European tech startups raise €7.9bn from VCs in one year

28.01.2015
European tech companies raised 7.9 billion across 1460 deals in 2014, according to data published this week by Dow Jones VentureSource.

While there were 11 percent fewer deals between venture capitalists and tech companies in 2014, the amount raised by European tech firms was still 25 percent higher than in 2013, helped in part by large investments in companies like British firm Huddle, who secured £32 million in December for its enterprise collaboration platform.

But investment in European tech firms could be about to surge even more after venture capitalists secured an extra 927 million of investment money during the last quarter of 2014, an increase of 33 percent on the amount raised in the third quarter. Notable pots include Singapore-based Infocomm's 158 million fund and Norway's Northzone Ventures 100 million fund.

IPOs

Several European companies decided they had grown big enough to list on public stock markets last year.

In the final quarter of the 2014, there were 10 European tech IPOs worth a total of 2.3 billion, more than six times the figure seen over the same period in 2013 and the highest sum since the second quarter of 2000, when 71 IPOs raised a total of 3.8 billion.

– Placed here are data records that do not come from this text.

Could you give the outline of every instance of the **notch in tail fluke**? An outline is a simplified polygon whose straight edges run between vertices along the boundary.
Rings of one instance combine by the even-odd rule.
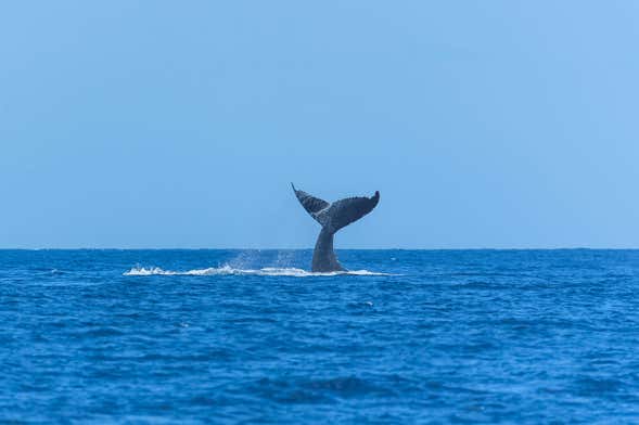
[[[340,229],[372,211],[380,202],[380,192],[375,191],[375,194],[371,197],[347,197],[330,204],[324,199],[295,189],[293,183],[291,183],[291,186],[304,209],[322,226],[312,253],[312,271],[344,271],[345,269],[337,261],[333,250],[333,235]]]

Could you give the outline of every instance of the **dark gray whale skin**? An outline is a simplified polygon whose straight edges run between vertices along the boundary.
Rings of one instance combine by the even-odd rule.
[[[322,227],[312,252],[311,271],[314,273],[347,271],[335,257],[333,236],[340,229],[372,211],[380,202],[380,192],[375,191],[371,197],[346,197],[329,204],[319,197],[298,191],[293,183],[291,186],[299,204]]]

The largest European VC-backed IPO of 2014 was Rocket Internet AG's October listing on the Frankfurt Stock Exchange. The company raised a total of 1.4 billion, accounting for 62% of the total amount raised through European venture-backed company IPOs for the quarter.

M&As

But not every startup will take the IPO route. Indeed, some find it hard to say no to lucrative acquisition offers such as those made by Silicon Valley predators like Google and Facebook.

A separate report out today from analyst house 451 Research predicts that the number of mergers and acquisitions will soar in 2015.

"2015 appears likely to continue the deal-making momentum we experienced in 2014, which was the highest level of tech M&A spending since the Dot Com collapse," said Brenon Daly, research director at 451 Research for M&A.

"Tech investment bankers have told us that their pipelines are fuller than they've been in years, while corporate development executives indicated they expect to be even busier shopping this year."